Uitspraak
RECHTBANK ROTTERDAM
Gro-up kinderopvang,
Rechtbank Rotterdam
In deze zaak heeft de kantonrechter van de Rechtbank Rotterdam op 6 november 2023 uitspraak gedaan in een geschil tussen een werkneemster, aangeduid als [verzoekster01], en haar werkgever, Gro-up kinderopvang B.V. De werkneemster was sinds 1 maart 2009 in dienst als pedagogisch medewerker, maar meldde zich op 8 oktober 2020 ziek. De loondoorbetalingsverplichting stopte op 11 oktober 2022. Op 17 april 2023 heeft Gro-up de arbeidsovereenkomst opgezegd per 1 juli 2023, zonder toestemming van het UWV, wat in strijd is met artikel 7:671 BW. Tijdens de mondelinge behandeling heeft [verzoekster01] haar verzoek tot vernietiging van de opzegging ingetrokken, maar verzocht om een billijke vergoeding en een vergoeding wegens onregelmatige opzegging.
De kantonrechter oordeelde dat de opzegging in strijd was met de wet, maar dat de werkneemster geen recht had op een billijke vergoeding. Dit omdat de werkneemster meer dan twee jaar ziek was en het niet aannemelijk was dat de vernietiging van de opzegging zou hebben geleid tot een loonaanspraak. De kantonrechter concludeerde dat Gro-up zich aan de opzegtermijn had gehouden en dat er geen ernstige verwijtbaarheid was, waardoor de verzoeken van [verzoekster01] werden afgewezen. Tevens werd [verzoekster01] veroordeeld in de proceskosten van Gro-up, vastgesteld op € 529,-.
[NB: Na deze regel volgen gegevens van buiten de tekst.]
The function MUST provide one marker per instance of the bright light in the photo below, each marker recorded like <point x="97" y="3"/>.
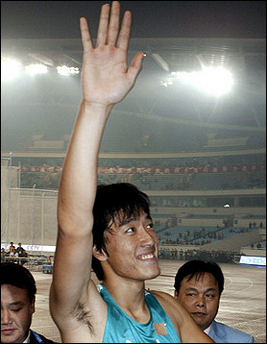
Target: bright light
<point x="10" y="68"/>
<point x="34" y="69"/>
<point x="216" y="81"/>
<point x="65" y="70"/>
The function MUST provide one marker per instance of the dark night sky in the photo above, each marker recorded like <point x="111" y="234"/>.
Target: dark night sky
<point x="207" y="19"/>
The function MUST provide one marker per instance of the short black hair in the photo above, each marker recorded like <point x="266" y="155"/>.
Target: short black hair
<point x="18" y="276"/>
<point x="197" y="268"/>
<point x="113" y="204"/>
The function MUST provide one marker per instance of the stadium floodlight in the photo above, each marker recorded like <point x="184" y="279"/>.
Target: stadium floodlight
<point x="65" y="70"/>
<point x="10" y="68"/>
<point x="34" y="69"/>
<point x="215" y="81"/>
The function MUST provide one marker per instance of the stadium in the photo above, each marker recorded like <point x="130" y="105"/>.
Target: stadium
<point x="198" y="150"/>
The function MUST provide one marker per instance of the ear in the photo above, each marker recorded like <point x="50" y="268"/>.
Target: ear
<point x="33" y="304"/>
<point x="100" y="255"/>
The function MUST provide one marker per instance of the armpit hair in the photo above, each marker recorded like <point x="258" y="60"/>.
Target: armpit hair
<point x="82" y="315"/>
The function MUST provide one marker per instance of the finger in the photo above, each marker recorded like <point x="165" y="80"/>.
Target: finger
<point x="114" y="23"/>
<point x="86" y="36"/>
<point x="125" y="33"/>
<point x="136" y="66"/>
<point x="103" y="25"/>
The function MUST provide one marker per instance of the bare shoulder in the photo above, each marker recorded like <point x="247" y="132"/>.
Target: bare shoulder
<point x="87" y="319"/>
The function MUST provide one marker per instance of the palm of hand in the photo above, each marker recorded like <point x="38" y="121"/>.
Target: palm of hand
<point x="104" y="77"/>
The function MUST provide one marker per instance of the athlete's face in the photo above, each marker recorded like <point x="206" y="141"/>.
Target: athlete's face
<point x="200" y="296"/>
<point x="16" y="314"/>
<point x="133" y="249"/>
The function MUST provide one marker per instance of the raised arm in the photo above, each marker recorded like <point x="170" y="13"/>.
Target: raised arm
<point x="106" y="80"/>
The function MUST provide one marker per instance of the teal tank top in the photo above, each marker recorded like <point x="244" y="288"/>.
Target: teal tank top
<point x="120" y="328"/>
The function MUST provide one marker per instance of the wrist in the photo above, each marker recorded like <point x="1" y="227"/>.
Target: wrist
<point x="94" y="106"/>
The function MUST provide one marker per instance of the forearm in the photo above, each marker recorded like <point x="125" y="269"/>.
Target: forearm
<point x="79" y="176"/>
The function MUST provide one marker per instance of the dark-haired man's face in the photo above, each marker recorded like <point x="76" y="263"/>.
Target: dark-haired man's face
<point x="16" y="314"/>
<point x="133" y="249"/>
<point x="200" y="296"/>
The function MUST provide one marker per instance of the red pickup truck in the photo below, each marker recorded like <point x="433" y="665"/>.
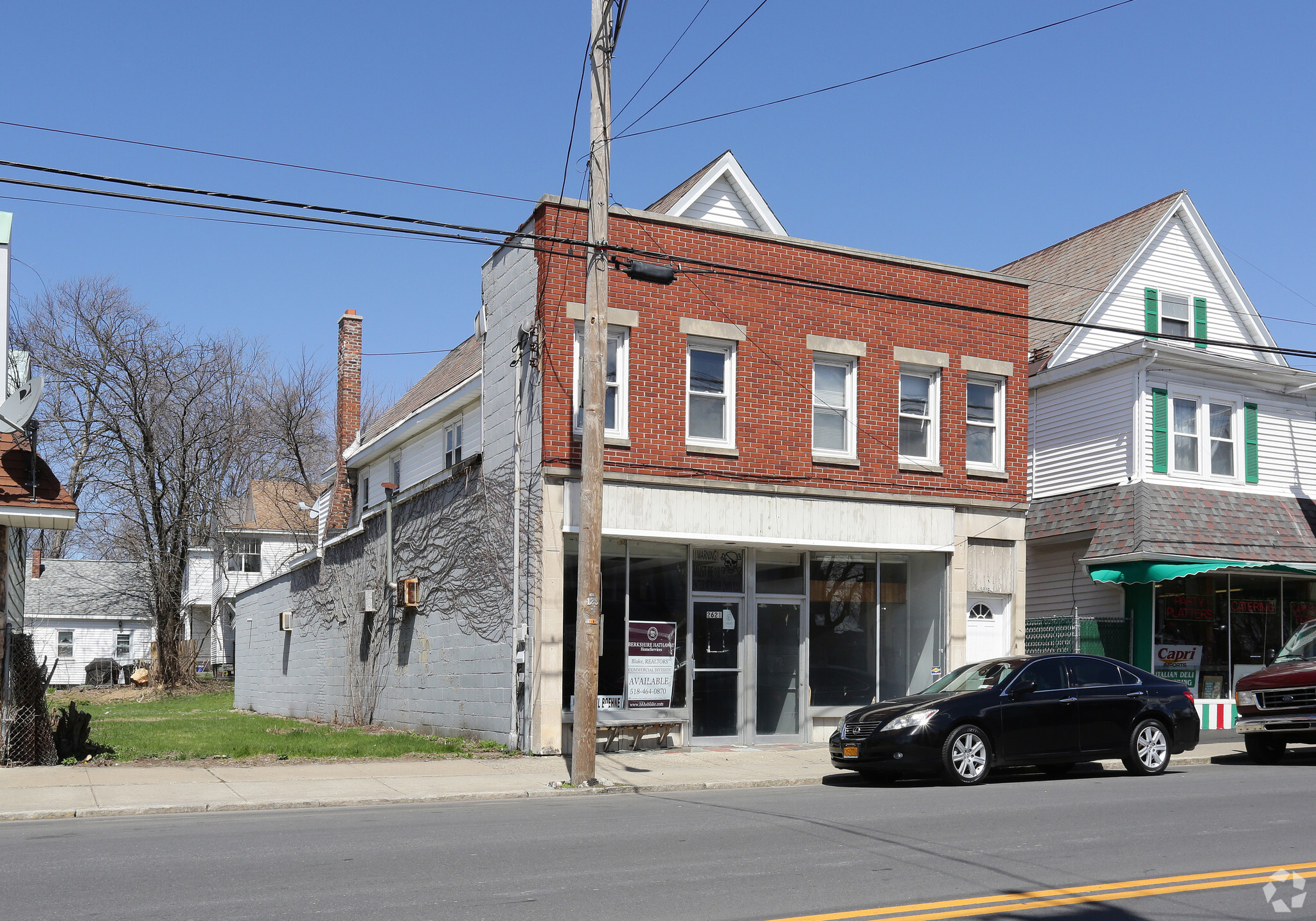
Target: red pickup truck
<point x="1277" y="706"/>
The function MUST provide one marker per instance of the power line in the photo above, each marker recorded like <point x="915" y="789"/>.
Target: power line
<point x="256" y="159"/>
<point x="662" y="61"/>
<point x="697" y="69"/>
<point x="871" y="76"/>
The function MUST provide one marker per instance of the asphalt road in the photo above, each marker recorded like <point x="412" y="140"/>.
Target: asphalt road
<point x="753" y="854"/>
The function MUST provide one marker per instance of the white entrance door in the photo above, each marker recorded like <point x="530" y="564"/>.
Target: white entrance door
<point x="988" y="632"/>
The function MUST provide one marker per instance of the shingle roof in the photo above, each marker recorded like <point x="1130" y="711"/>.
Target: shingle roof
<point x="461" y="364"/>
<point x="89" y="589"/>
<point x="1082" y="266"/>
<point x="1073" y="514"/>
<point x="270" y="506"/>
<point x="666" y="202"/>
<point x="1204" y="524"/>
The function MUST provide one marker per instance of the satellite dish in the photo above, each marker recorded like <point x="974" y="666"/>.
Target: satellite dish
<point x="19" y="408"/>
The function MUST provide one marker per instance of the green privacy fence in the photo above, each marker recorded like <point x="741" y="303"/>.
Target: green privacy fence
<point x="1098" y="637"/>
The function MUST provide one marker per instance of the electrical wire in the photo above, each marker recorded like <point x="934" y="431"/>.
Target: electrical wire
<point x="257" y="159"/>
<point x="619" y="114"/>
<point x="636" y="121"/>
<point x="628" y="133"/>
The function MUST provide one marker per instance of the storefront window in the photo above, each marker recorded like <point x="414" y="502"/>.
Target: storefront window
<point x="842" y="629"/>
<point x="657" y="589"/>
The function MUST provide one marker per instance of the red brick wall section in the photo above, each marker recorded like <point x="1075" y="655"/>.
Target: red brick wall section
<point x="349" y="415"/>
<point x="774" y="365"/>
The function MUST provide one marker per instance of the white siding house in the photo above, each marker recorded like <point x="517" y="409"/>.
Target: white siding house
<point x="1171" y="470"/>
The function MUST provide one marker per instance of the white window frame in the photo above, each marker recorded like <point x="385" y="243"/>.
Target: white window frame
<point x="621" y="334"/>
<point x="851" y="408"/>
<point x="934" y="375"/>
<point x="452" y="443"/>
<point x="998" y="449"/>
<point x="1204" y="402"/>
<point x="728" y="349"/>
<point x="1161" y="315"/>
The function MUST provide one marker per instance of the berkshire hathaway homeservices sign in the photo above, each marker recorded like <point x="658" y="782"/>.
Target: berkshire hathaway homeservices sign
<point x="650" y="663"/>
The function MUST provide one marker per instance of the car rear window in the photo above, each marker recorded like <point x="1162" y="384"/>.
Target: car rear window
<point x="1092" y="674"/>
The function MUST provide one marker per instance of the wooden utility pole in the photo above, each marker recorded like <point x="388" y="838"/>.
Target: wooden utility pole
<point x="585" y="716"/>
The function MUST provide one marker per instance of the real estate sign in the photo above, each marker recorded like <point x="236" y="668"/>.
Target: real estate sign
<point x="650" y="663"/>
<point x="1178" y="663"/>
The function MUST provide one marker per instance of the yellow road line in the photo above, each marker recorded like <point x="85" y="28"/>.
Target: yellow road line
<point x="1041" y="898"/>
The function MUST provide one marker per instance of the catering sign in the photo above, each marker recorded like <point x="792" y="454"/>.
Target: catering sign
<point x="1178" y="663"/>
<point x="650" y="663"/>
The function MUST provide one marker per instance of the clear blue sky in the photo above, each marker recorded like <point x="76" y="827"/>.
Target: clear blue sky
<point x="973" y="161"/>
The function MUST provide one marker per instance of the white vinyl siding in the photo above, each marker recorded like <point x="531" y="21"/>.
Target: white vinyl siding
<point x="1173" y="264"/>
<point x="723" y="204"/>
<point x="1080" y="432"/>
<point x="1057" y="582"/>
<point x="1286" y="438"/>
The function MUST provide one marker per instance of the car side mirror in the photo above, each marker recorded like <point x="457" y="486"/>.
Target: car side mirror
<point x="1020" y="688"/>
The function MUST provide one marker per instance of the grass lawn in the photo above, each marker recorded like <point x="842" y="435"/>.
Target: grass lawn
<point x="202" y="725"/>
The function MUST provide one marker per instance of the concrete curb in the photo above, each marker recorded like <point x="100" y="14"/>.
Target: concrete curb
<point x="474" y="796"/>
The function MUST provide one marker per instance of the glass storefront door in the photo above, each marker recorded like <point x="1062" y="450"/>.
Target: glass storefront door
<point x="715" y="701"/>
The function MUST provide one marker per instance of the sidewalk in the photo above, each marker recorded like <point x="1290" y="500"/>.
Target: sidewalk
<point x="54" y="792"/>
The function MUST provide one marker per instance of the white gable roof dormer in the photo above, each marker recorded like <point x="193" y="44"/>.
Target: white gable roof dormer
<point x="722" y="193"/>
<point x="1102" y="276"/>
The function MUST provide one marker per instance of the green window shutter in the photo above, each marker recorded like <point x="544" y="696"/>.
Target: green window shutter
<point x="1249" y="442"/>
<point x="1150" y="312"/>
<point x="1199" y="320"/>
<point x="1160" y="431"/>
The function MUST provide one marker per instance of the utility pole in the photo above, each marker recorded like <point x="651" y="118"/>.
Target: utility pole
<point x="585" y="716"/>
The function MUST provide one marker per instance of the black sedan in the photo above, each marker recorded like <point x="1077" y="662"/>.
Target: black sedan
<point x="1052" y="711"/>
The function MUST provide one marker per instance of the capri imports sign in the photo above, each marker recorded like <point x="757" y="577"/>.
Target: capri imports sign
<point x="650" y="663"/>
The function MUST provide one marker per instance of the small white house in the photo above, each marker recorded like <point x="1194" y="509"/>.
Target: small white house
<point x="261" y="532"/>
<point x="85" y="609"/>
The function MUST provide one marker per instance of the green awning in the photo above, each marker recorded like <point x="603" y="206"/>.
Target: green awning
<point x="1150" y="570"/>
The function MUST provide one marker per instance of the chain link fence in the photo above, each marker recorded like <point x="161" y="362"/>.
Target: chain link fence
<point x="1097" y="636"/>
<point x="26" y="736"/>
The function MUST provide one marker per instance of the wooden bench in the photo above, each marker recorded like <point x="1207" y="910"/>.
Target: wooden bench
<point x="637" y="729"/>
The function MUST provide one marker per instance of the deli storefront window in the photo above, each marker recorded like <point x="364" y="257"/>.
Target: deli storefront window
<point x="1235" y="621"/>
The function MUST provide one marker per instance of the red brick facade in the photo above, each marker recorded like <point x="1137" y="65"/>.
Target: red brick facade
<point x="774" y="365"/>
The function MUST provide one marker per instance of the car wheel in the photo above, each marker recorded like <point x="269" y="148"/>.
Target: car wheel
<point x="1149" y="749"/>
<point x="1265" y="750"/>
<point x="966" y="757"/>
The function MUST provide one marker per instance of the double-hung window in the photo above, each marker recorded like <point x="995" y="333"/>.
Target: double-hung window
<point x="711" y="393"/>
<point x="984" y="406"/>
<point x="244" y="554"/>
<point x="452" y="445"/>
<point x="919" y="413"/>
<point x="1203" y="437"/>
<point x="616" y="373"/>
<point x="833" y="406"/>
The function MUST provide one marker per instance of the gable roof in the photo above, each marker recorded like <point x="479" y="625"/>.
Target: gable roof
<point x="1082" y="267"/>
<point x="720" y="192"/>
<point x="457" y="366"/>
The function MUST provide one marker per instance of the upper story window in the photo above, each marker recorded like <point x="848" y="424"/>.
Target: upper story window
<point x="452" y="445"/>
<point x="711" y="393"/>
<point x="984" y="406"/>
<point x="618" y="366"/>
<point x="919" y="391"/>
<point x="244" y="554"/>
<point x="835" y="406"/>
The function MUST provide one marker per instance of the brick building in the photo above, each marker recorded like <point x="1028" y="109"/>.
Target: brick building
<point x="824" y="492"/>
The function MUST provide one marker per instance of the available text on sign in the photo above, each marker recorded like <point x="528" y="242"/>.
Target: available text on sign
<point x="650" y="663"/>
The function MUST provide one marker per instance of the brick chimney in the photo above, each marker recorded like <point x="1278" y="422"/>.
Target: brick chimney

De beslissing van de kantonrechter benadrukt het belang van de juiste procedure bij ontslag en de rol van het UWV in gevallen van ziekte. De uitspraak biedt inzicht in de toepassing van de relevante artikelen van het Burgerlijk Wetboek, met name de artikelen 7:671 en 7:681, en de voorwaarden voor het toekennen van een billijke vergoeding.